# farm and/or soap... separate or together?



## jdranch (Jan 31, 2010)

This morning's pillow talk was about how to categorize/ organize our farm and soap *interests*. Do you keep a separate farm *business* from your soap *business* or do you keep them together? Are either benefits or drawbacks to either?

Right now, I use all our milk to soap. The only other thing besides milk produced is kids (from goats)


----------



## eam (Aug 22, 2010)

Jennifer - we keep all our farm stuff separate from each other. We have a small meat csa where we sell chickens, turkeys, lamb, and pork on a share basis (the customer buys either a full share or a half share). We also sell chickens, turkeys, kids, eggs, a little milk, and soap products. Each item we sell has it own expense/income sheet (actually it's own separate tab in an excel spreadsheet). Then we roll up all the various products into a master farm spreadsheet. That way we can figure out which part of the business makes money/breaks even/loses money and we can adjust our prices accordingly. We also know how the farm is doing as a whole. For instance, we know that lamb, while we sell every lamb we have (and could sell more), we tend to lose money because of the cost of winter hay and keeping breeding stock year-round. But, we tend to do pretty well with turkeys. So, even though one aspect might not be a big money-maker, something else might take up the slack. We can decide which way to focus our business.

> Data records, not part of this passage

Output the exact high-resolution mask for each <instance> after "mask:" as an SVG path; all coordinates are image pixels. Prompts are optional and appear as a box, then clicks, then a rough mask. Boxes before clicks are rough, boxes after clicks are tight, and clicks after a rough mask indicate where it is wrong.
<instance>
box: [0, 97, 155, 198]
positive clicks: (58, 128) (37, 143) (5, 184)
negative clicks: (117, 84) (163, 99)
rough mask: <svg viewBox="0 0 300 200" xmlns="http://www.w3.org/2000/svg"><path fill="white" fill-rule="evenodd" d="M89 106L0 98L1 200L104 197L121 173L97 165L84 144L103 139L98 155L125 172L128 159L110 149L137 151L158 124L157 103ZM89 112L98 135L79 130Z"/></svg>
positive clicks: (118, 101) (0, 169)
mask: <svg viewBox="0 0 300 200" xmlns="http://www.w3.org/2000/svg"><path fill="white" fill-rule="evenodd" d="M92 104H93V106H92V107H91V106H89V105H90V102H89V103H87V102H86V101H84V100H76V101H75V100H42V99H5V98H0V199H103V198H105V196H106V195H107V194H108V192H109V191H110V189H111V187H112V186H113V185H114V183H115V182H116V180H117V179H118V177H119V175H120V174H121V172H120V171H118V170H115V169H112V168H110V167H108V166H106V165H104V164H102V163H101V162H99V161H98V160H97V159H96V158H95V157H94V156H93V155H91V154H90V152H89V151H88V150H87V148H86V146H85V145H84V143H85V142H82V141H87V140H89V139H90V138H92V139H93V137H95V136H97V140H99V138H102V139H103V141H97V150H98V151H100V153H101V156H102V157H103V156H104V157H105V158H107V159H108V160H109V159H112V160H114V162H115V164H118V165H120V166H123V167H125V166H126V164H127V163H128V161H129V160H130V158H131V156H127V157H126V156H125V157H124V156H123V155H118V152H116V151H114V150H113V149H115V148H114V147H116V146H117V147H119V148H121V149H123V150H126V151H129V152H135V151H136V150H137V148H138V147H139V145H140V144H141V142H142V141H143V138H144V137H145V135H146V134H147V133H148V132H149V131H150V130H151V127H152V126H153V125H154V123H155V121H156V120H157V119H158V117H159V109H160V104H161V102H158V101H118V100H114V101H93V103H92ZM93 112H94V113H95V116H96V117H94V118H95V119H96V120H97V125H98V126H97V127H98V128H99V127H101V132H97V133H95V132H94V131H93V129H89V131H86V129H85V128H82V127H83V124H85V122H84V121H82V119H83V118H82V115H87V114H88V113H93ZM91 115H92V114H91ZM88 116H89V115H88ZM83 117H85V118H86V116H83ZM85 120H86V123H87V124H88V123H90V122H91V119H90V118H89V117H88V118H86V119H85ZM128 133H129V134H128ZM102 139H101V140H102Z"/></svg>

This actually is one thing that we're pretty good with and keep pretty good records on so I'm happy to help if I can.
HTH.
Elizabeth


----------



## jimandpj (Mar 11, 2008)

It's all grouped together here. Our goats are a part of the soap business and are actually counted as part of our COGS. Any goats we sell are counted as income and differentiated the way we differentiate bar soaps from liquid soaps from bath bombs. I don't know if that helps or not. 

I don't think there is a right or wrong way to do it - you just need to be able to get to the information if you (or your accountant) wants to know something. At least that is how it has worked for us so far. My accountant depreciates the goats we have purchased so I have to tell him by name who has been sold each year. 

PJ


----------



## Faye Farms (Sep 14, 2009)

I have everything grouped together to. The soap just counts as another farm product.


----------



## LynninTX (Oct 25, 2007)

Ours is separate. My dh does the taxes and they started separate because I was not making soap at the time we started Gifts From Our Hands... I asked about combining them now, but he said no since GFOH also has the candles, knitting, gift baskets, sewing, and well lots of other things... 

So we file as 3 separate businesses - Farm, GFOH, and his pool cleaning.


----------



## LynninTX (Oct 25, 2007)

Oh and even though our farm shares a market booth with GFOH... the records are recorded separately.


----------



## Aja-Sammati (Oct 26, 2007)

Separate. The goats are the farm and the soap is my self employed small business. My soap makes a profit, the farm doesn't always...fluctuating feed prices and mileage kill me.

Editing to add- Even buying my milk for soap at actual production cost doesn't earn the goats enough money, btw! I was shocked...it is because 1 gallon of milk makes so much profit as soap :? A mixed blessing!


----------



## NubianSoaps.com (Oct 26, 2007)

Together although I do keep seperate books for goats, and soap company for myself. But then I am one of those anal folks who also knows who is pulling her weight and who is not out at the barn (saleable milk, saleable kids etc...) Vicki


----------



## Aja-Sammati (Oct 26, 2007)

> saleable milk


 That would make a completely different story!


----------



## Kalne (Oct 25, 2007)

Ours is all together.


----------



## jdranch (Jan 31, 2010)

thanks for all the replies!


----------